Today I discovered that you can get a Bedwetting alarm that takes the form of a mat that goes under a child’s sheet. When the kid wets the bed it sets off an alarm that wakes the kid up and presumably, they will cease their weeing.
I got to thinking that if I had designed that, the alarm part of the device would be shaped in the form of a giant clown head who’s nose and eyes would light up and flash red at the same time as the clown screamed and howled at the child. I’d probably build an electric shock mechanism into it as well just to be sure the kid woke up as soon as it started wetting the bed.

The more advanced models could incorporate some learning systems that picked up on the child’s weeing patterns. Just before a predicted incident it could whisper “IF YOU DO, I AM GOING TO EAT YOU!” in a menacing voice whilst glowing, just a little…
To make this system more effective it needs to be hidden from view when the child is awake.

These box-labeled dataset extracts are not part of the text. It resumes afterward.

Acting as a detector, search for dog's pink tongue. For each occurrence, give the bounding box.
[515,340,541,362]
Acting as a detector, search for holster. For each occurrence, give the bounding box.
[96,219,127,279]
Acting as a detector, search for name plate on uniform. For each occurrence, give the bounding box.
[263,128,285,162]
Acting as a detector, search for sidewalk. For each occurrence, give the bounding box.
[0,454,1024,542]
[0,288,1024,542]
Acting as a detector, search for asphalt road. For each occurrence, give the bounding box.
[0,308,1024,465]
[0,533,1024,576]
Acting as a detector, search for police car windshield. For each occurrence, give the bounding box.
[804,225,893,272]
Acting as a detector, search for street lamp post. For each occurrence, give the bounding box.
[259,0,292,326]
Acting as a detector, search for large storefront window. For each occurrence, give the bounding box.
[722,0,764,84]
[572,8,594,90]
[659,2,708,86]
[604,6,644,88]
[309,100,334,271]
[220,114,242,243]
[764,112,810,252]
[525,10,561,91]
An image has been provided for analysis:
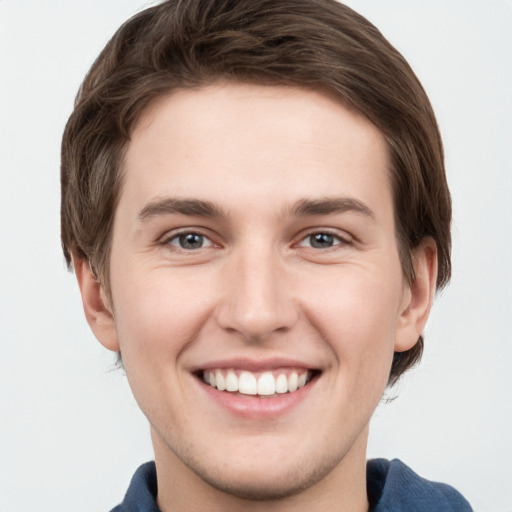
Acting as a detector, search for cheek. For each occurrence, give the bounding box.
[112,268,211,367]
[308,267,401,364]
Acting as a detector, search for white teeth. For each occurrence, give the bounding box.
[258,372,276,395]
[288,372,299,392]
[238,372,258,395]
[215,370,226,391]
[203,369,311,396]
[226,371,238,392]
[276,373,288,393]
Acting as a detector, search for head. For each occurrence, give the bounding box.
[62,0,451,383]
[62,0,451,499]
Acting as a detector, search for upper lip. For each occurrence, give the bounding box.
[192,357,319,373]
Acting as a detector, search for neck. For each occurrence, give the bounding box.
[152,431,369,512]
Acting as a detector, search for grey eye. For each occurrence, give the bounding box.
[307,233,338,249]
[169,233,212,251]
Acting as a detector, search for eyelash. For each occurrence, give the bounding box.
[162,229,352,252]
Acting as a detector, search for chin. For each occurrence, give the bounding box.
[184,450,344,501]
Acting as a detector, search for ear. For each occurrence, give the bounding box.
[73,256,119,352]
[395,238,437,352]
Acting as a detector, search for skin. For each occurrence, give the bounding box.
[75,83,436,512]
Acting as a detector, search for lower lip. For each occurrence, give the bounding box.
[196,376,318,419]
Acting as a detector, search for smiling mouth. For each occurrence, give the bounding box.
[199,369,319,398]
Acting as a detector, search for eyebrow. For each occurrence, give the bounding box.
[138,197,375,222]
[139,197,227,221]
[291,197,375,219]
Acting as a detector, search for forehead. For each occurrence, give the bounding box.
[120,83,390,220]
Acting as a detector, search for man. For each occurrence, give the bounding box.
[62,0,470,512]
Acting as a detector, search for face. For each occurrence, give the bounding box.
[91,84,419,497]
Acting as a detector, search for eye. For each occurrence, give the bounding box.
[299,232,349,249]
[166,232,213,251]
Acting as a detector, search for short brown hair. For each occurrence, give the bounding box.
[61,0,451,384]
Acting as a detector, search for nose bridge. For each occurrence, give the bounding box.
[218,239,297,341]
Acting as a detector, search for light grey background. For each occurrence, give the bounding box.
[0,0,512,512]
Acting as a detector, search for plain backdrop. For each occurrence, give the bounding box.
[0,0,512,512]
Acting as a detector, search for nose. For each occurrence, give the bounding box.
[217,246,299,342]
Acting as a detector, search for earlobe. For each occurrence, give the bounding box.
[73,256,119,352]
[395,238,437,352]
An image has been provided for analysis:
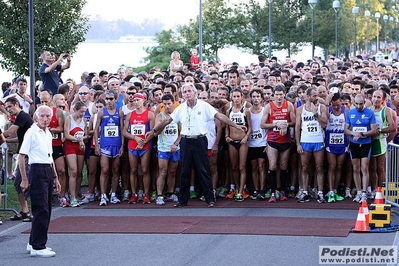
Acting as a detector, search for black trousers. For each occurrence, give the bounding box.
[179,136,215,204]
[28,164,54,250]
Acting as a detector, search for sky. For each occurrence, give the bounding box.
[83,0,199,27]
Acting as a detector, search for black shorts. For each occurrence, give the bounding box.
[267,141,291,152]
[53,146,64,161]
[248,146,266,161]
[349,142,371,160]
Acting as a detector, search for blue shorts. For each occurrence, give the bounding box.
[129,149,149,157]
[326,146,348,156]
[100,146,121,158]
[301,142,324,152]
[158,150,180,163]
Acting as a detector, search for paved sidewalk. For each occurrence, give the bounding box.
[0,203,399,266]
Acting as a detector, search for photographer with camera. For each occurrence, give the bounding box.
[39,51,71,95]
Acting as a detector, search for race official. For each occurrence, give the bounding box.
[18,105,61,257]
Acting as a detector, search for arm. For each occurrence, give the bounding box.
[18,153,29,192]
[295,105,303,153]
[145,117,173,139]
[241,108,252,144]
[93,109,104,155]
[260,104,277,129]
[50,109,64,134]
[215,112,247,131]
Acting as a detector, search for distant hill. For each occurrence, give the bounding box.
[85,16,165,41]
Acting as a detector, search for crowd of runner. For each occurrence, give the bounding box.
[0,45,399,212]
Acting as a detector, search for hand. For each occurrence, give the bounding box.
[94,146,100,156]
[212,144,219,157]
[296,144,303,154]
[20,179,29,192]
[54,178,61,193]
[234,125,248,132]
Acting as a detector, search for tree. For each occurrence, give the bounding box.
[0,0,88,76]
[134,30,191,71]
[179,0,239,60]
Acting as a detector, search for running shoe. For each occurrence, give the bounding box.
[295,188,303,199]
[137,190,144,201]
[309,187,318,199]
[242,189,250,199]
[265,189,272,199]
[70,198,80,207]
[151,190,157,201]
[143,194,151,204]
[128,193,138,204]
[327,193,336,203]
[122,190,130,201]
[345,187,352,199]
[298,192,310,203]
[334,192,345,201]
[317,193,326,203]
[111,195,121,204]
[269,193,277,203]
[353,191,362,203]
[359,192,367,203]
[251,190,259,200]
[168,194,179,202]
[226,189,236,199]
[219,187,227,198]
[156,196,165,206]
[82,193,94,204]
[234,193,244,202]
[287,189,295,198]
[258,190,265,200]
[100,197,107,206]
[190,190,198,199]
[60,197,70,208]
[280,191,288,201]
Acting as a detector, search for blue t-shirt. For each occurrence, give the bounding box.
[39,63,61,95]
[345,108,376,144]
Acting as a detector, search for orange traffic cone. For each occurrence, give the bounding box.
[353,207,369,232]
[374,187,384,204]
[362,201,369,226]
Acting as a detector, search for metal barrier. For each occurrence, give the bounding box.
[382,143,399,207]
[0,145,18,214]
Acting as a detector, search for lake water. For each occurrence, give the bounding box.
[0,42,319,86]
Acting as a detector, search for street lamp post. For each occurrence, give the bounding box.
[382,15,388,53]
[374,12,381,53]
[364,10,371,54]
[308,0,317,60]
[268,0,273,60]
[352,6,359,56]
[198,0,202,62]
[333,0,341,58]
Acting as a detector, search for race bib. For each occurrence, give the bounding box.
[104,126,119,138]
[73,131,85,140]
[164,125,177,136]
[130,125,145,135]
[273,120,287,131]
[250,129,263,140]
[352,127,367,133]
[330,133,345,145]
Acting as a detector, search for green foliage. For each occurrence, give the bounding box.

I suspect a holographic device would be the best means of doing this and would come with the added plus that if the kid somehow got enough spine to throw something at the disembodied howling head; it would pass straight through it, adding to the mystery.

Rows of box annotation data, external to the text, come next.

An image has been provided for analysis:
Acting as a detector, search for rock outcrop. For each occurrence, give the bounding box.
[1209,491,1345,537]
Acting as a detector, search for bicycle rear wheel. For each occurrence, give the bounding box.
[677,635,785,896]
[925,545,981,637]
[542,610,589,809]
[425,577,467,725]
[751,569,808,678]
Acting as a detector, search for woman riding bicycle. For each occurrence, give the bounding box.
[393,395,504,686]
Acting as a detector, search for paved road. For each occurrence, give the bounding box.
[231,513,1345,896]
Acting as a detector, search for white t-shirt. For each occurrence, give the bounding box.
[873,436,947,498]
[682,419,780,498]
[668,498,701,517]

(C) Lawrie Inc. “Terrorising Small Children for over 30 years”.

Oh, come on, Michael! You ARE not that cruel. You actually love children and want to be nice to them… Just admit! So repeat: I DO LOVE CHILDREN AND I WILL NEVER EVER DO THEM ANY HARM!!!
I just peed.
[…] For a giggle read this post by Michael “Cant Sleep Clowns Will Eat Me.” […]
i am writing to tell you how dissapointed i am in you for posting such filth. but i am sad to admit that it is also turning me on.
with all my love,
Mrs M.
ps. call me, or should i say email. . .
What circus can I find that clown in?